Or: How to help students actually understand those intimidating inference rules.

The Challenge: Making PL Theory Accessible

Every spring, I teach 40-80 students about secure software systems. Most are master’s students with little to no programming languages background. Historically, by the time we reached the unit on type systems and verification, I could see their eyes glazing over as we went through slide after slide of inference rules. Judging by exams, many struggled to read the inference rules or connect them with their implications for the language. Indeed, it’s challenging to make fundamental concepts (e.g., type safety, non-interference, and formal semantics) actually stick with students who need to understand them but don’t have the theoretical background to connect with them.

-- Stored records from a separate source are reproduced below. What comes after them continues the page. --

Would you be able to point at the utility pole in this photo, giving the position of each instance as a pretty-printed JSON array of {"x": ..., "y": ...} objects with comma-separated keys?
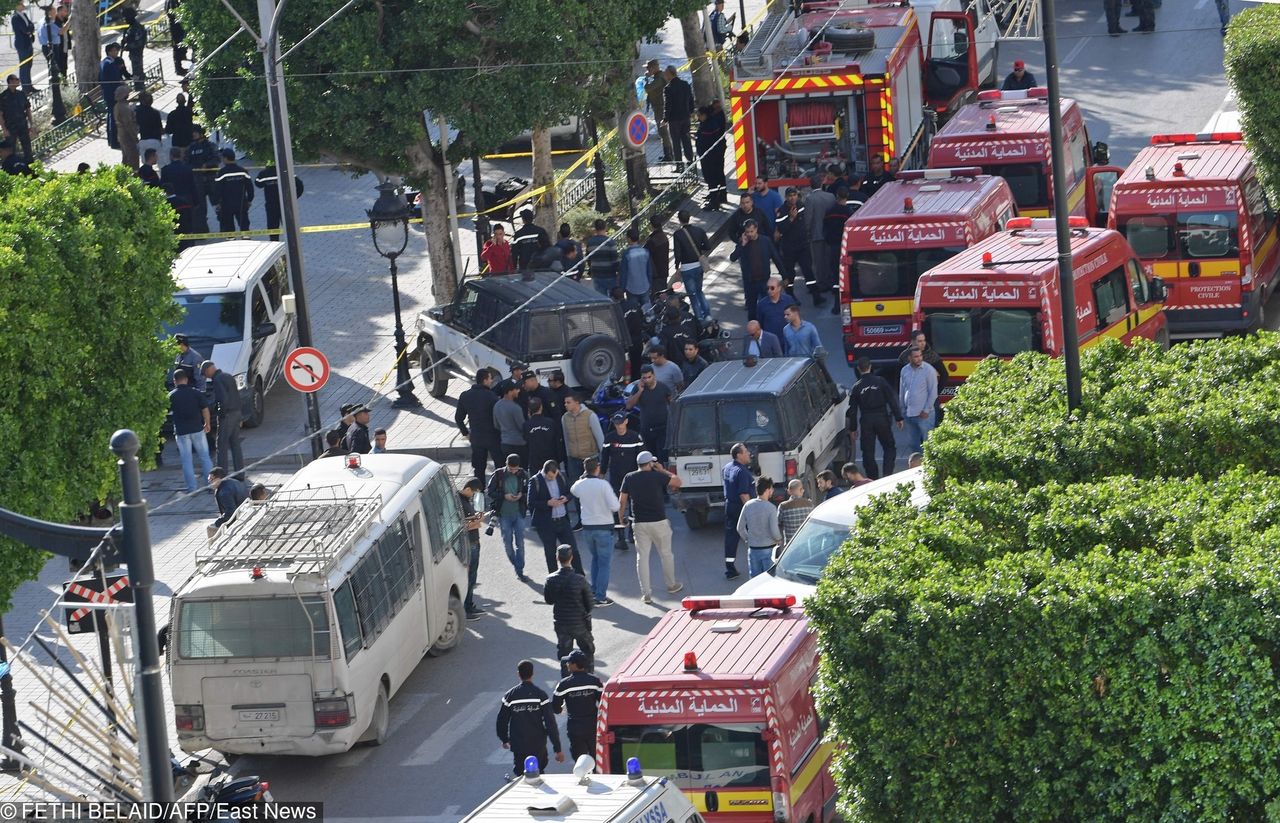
[
  {"x": 269, "y": 23},
  {"x": 1057, "y": 155}
]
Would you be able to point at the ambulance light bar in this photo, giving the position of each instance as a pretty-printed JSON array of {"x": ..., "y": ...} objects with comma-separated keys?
[
  {"x": 698, "y": 604},
  {"x": 1045, "y": 224},
  {"x": 1205, "y": 137},
  {"x": 938, "y": 174}
]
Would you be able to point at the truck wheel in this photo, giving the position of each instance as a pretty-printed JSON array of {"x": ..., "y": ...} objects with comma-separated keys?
[
  {"x": 597, "y": 359},
  {"x": 452, "y": 634},
  {"x": 695, "y": 519},
  {"x": 257, "y": 406},
  {"x": 434, "y": 378}
]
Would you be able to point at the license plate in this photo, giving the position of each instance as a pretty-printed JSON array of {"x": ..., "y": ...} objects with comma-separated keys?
[
  {"x": 264, "y": 716},
  {"x": 699, "y": 474}
]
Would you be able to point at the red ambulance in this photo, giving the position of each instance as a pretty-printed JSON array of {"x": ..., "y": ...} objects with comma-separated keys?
[
  {"x": 1193, "y": 209},
  {"x": 717, "y": 699},
  {"x": 908, "y": 227}
]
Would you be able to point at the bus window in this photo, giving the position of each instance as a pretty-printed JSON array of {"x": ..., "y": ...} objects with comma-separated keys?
[
  {"x": 1208, "y": 234},
  {"x": 1151, "y": 236}
]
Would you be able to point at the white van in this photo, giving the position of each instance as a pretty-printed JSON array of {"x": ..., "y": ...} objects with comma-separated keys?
[
  {"x": 586, "y": 798},
  {"x": 801, "y": 562},
  {"x": 238, "y": 312},
  {"x": 312, "y": 607}
]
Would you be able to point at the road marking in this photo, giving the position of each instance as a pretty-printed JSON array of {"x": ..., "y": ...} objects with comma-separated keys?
[
  {"x": 464, "y": 721},
  {"x": 1075, "y": 51}
]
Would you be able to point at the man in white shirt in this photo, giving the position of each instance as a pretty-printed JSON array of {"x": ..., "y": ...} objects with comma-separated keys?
[{"x": 599, "y": 511}]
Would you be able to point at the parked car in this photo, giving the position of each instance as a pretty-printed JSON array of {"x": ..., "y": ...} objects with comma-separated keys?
[
  {"x": 540, "y": 319},
  {"x": 238, "y": 312},
  {"x": 789, "y": 412}
]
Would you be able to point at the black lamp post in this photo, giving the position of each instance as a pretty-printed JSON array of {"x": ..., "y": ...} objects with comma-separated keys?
[{"x": 388, "y": 220}]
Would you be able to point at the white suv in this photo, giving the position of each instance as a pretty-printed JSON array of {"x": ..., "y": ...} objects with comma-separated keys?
[{"x": 238, "y": 312}]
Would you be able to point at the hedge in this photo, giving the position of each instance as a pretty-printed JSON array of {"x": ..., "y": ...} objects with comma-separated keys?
[
  {"x": 1196, "y": 408},
  {"x": 1093, "y": 652}
]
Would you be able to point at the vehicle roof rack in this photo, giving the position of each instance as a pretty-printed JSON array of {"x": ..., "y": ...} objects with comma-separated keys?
[{"x": 305, "y": 530}]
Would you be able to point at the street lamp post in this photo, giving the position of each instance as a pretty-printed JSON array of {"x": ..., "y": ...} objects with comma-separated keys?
[{"x": 388, "y": 220}]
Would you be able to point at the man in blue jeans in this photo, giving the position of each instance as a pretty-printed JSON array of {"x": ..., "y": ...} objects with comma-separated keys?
[
  {"x": 918, "y": 389},
  {"x": 599, "y": 511},
  {"x": 190, "y": 425},
  {"x": 507, "y": 494},
  {"x": 474, "y": 520}
]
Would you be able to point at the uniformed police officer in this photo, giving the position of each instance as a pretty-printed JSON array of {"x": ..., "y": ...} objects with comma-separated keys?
[
  {"x": 580, "y": 693},
  {"x": 525, "y": 721},
  {"x": 874, "y": 399}
]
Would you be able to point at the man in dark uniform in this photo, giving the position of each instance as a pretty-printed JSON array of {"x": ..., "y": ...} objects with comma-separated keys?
[
  {"x": 571, "y": 600},
  {"x": 476, "y": 405},
  {"x": 528, "y": 239},
  {"x": 233, "y": 192},
  {"x": 874, "y": 399},
  {"x": 525, "y": 722},
  {"x": 580, "y": 693},
  {"x": 229, "y": 415}
]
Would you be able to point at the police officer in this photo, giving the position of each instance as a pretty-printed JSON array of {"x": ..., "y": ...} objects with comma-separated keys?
[
  {"x": 580, "y": 691},
  {"x": 528, "y": 239},
  {"x": 874, "y": 399},
  {"x": 525, "y": 722}
]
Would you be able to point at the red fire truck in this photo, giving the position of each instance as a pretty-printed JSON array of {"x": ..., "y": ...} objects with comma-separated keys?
[
  {"x": 1006, "y": 133},
  {"x": 717, "y": 700},
  {"x": 1193, "y": 209},
  {"x": 1002, "y": 296},
  {"x": 908, "y": 227}
]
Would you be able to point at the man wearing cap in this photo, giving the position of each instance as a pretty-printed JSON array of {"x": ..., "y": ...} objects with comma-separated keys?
[
  {"x": 525, "y": 722},
  {"x": 227, "y": 398},
  {"x": 528, "y": 239},
  {"x": 1019, "y": 78},
  {"x": 580, "y": 691},
  {"x": 233, "y": 192},
  {"x": 599, "y": 512},
  {"x": 476, "y": 405},
  {"x": 548, "y": 501},
  {"x": 645, "y": 489},
  {"x": 507, "y": 495},
  {"x": 474, "y": 520},
  {"x": 571, "y": 599}
]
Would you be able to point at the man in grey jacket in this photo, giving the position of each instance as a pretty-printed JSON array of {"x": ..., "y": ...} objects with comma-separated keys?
[{"x": 758, "y": 526}]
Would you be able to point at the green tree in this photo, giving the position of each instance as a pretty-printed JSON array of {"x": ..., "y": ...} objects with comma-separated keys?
[
  {"x": 359, "y": 88},
  {"x": 88, "y": 286},
  {"x": 1252, "y": 63}
]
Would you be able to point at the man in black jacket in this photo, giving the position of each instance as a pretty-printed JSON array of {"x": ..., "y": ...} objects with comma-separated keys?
[
  {"x": 679, "y": 110},
  {"x": 233, "y": 192},
  {"x": 548, "y": 501},
  {"x": 572, "y": 602},
  {"x": 874, "y": 401},
  {"x": 476, "y": 405},
  {"x": 525, "y": 722}
]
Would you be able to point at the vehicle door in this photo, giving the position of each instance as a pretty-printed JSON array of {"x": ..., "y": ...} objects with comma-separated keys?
[
  {"x": 1098, "y": 182},
  {"x": 951, "y": 62}
]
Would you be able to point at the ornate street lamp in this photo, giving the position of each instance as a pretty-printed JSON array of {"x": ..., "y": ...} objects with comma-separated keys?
[{"x": 388, "y": 220}]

Then, four years ago, we tried something different: we started teaching these concepts through Dafny, alongside the traditional mathematical presentations. The results have been very encouraging.

What We’re Teaching

Our course covers the full spectrum of software security techniques, from runtime defenses like control-flow integrity to architectural approaches like hardware isolation. The verification and type systems unit comes at the end, meaning that we have less than a quarter of the semester to cover some pretty deep material.

The core concepts we aim to get across include:

  • Type system basics: Inference rules, formal language definitions, type safety
  • Verification fundamentals: Hoare logic, weakest preconditions, loop invariants
  • Security properties: Non-interference for confidentiality (and briefly, integrity)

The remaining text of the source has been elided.